This feature is available since kernel 5.3, but Raspberry chose to not compile it in supplied kernels.
As I didn't manage to find the kernel configuration file (usually present as /boot/config-xxx or from kernel), I extracted the install image to verify this directly. Here's a comparison of available modules in Raspbian's kernel (from zip image downloaded from official site):
$ ls -1 lib/modules/5.10.92-v8+/kernel/net/bridge/netfilter/nf*
lib/modules/5.10.92-v8+/kernel/net/bridge/netfilter/nf_log_bridge.ko
lib/modules/5.10.92-v8+/kernel/net/bridge/netfilter/nft_reject_bridge.ko
versus a similar Debian kernel for the same architecture:
$ ls -1 lib/modules/5.10.0-10-arm64/kernel/net/bridge/netfilter/nf*
lib/modules/5.10.0-10-arm64/kernel/net/bridge/netfilter/nf_conntrack_bridge.ko
lib/modules/5.10.0-10-arm64/kernel/net/bridge/netfilter/nf_log_bridge.ko
lib/modules/5.10.0-10-arm64/kernel/net/bridge/netfilter/nft_meta_bridge.ko
lib/modules/5.10.0-10-arm64/kernel/net/bridge/netfilter/nft_reject_bridge.ko
As one can see, needed Netfilter support provided by nf_conntrack_bridge for the conntrack part and nft_meta_bridge for the nftables part isn't available (and no it's not built-in either: grep bridge lib/modules/5.10.92-v8+/modules.builtin has no result) on RaspberryPi OS's default kernel. A kernel with these features also enabled has to be built:
It's quite possible other rare features are also missing. For example modules nft_synproxy and nft_xfrm (for IPSec filtering) aren't present either.

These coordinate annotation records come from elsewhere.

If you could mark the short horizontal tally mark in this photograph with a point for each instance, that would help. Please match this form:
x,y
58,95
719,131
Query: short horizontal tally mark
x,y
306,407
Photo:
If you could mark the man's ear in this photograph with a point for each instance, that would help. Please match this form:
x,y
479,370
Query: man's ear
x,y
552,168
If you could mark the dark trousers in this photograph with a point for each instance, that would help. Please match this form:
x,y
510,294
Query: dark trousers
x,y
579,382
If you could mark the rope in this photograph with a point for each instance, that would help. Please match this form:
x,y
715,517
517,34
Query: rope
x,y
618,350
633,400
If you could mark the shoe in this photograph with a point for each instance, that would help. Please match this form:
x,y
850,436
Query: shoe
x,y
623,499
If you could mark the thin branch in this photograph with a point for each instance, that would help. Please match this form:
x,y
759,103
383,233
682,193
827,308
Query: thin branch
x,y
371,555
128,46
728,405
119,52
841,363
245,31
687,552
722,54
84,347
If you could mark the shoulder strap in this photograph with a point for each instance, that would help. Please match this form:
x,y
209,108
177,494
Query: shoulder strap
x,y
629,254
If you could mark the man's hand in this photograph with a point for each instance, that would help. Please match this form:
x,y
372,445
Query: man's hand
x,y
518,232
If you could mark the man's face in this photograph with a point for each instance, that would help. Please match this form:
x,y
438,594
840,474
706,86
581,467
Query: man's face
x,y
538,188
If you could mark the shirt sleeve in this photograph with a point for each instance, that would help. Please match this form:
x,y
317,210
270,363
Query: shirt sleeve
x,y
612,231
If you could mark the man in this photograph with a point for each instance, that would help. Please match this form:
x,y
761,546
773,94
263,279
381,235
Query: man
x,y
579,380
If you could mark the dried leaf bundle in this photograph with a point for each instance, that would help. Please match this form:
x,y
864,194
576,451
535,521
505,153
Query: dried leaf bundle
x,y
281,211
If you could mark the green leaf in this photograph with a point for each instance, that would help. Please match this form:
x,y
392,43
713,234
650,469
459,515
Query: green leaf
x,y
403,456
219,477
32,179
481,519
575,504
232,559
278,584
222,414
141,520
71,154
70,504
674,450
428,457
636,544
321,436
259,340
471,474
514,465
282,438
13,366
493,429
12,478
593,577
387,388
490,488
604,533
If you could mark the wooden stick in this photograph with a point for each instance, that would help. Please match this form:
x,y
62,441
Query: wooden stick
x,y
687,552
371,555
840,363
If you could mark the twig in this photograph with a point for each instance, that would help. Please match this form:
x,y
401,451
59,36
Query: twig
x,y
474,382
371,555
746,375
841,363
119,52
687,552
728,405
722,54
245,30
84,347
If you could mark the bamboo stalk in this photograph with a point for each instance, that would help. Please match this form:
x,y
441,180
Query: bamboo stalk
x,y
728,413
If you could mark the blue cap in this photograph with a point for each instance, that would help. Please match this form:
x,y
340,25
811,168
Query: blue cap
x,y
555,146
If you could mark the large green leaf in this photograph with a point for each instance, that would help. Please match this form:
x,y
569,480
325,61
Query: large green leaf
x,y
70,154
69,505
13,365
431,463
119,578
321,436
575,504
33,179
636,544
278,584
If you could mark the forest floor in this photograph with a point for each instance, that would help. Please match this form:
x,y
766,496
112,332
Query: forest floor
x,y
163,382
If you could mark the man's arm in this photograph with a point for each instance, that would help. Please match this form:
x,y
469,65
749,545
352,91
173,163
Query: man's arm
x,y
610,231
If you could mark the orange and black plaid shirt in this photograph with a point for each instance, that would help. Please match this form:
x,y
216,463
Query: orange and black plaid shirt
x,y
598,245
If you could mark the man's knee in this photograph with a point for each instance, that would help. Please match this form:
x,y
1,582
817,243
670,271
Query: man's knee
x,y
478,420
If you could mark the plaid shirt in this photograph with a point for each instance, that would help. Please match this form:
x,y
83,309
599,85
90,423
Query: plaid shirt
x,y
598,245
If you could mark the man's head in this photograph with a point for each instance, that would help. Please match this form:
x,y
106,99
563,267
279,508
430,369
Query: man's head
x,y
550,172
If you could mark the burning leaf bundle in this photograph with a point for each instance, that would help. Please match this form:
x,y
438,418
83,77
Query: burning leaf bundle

Meanwhile, one can still use the deprecated method (that is intended to be removed once feature parity is achieved), which also affects nftables for better or for worse: the br_netfilter kernel module. But native nftables lacks specific support for this method, since it's designed to use the newer kernel 5.3 method. In particular it has no equivalent for iptables' -m physdev --physdev-is-bridged.